期刊
JOURNAL OF RADIATION RESEARCH
卷 49, 期 2, 页码 153-161出版社
OXFORD UNIV PRESS
DOI: 10.1269/jrr.07082
关键词
radiation; solid tumor; TRAIL; hypoxia; xenograft
Our previous study showed that X irradiation induced the expression of death receptor DR5 on the cell surface in tumor cell lines under not only normoxia but also hypoxia. X irradiation combined with TNF alpha-related apoptosis-inducing ligand (TRAIL), which is the ligand of DR5, induced apoptosis in vitro (Takahashi et al., (2007) Journal of Radiation Research, 48: 461-468). In this report, we examined the in vivo antitumor efficacy of X irradiation combined with TRAIL treatment in tumor xenograft models derived from human gastric adenocarcinoma MKN45 and MKN28 cells in SCID mice. X irradiation combined with TRAIL synergistically suppressed the tumor growth rates in the xenograft models derived from MKN45 and MKN28 cells, which have wild type Tp53 and mutated Tp53, respectively, indicating that the antitumor effects occurred in a Tp53-independent manner.

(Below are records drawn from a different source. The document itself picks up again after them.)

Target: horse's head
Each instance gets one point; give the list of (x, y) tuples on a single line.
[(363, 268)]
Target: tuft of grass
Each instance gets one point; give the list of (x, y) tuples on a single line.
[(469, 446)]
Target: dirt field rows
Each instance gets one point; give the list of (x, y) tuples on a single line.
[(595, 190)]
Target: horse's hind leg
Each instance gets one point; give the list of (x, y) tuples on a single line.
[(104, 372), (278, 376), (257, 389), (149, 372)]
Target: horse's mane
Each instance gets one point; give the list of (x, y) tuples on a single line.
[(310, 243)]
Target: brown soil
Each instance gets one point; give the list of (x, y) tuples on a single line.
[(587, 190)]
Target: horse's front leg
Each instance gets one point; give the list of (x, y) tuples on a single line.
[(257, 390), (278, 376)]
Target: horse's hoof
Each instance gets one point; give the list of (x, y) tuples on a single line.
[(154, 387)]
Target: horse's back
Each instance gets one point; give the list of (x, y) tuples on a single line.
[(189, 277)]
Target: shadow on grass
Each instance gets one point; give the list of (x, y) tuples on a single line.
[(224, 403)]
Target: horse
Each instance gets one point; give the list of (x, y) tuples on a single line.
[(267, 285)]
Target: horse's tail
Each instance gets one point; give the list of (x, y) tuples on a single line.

Histological analysis showed that the combination of X irradiation and TRAIL induced caspase-3-dependent apoptotic cell death. Moreover, the immunohistochemical detection of hypoxic regions using the hypoxic marker pimonidazole revealed that caspase-3-dependent apoptosis occurred in the hypoxic regions in the tumors. These results indicated that X irradiation combined with TRAIL may be a useful treatment to reduce tumor growth in not only normoxic but also hypoxic regions.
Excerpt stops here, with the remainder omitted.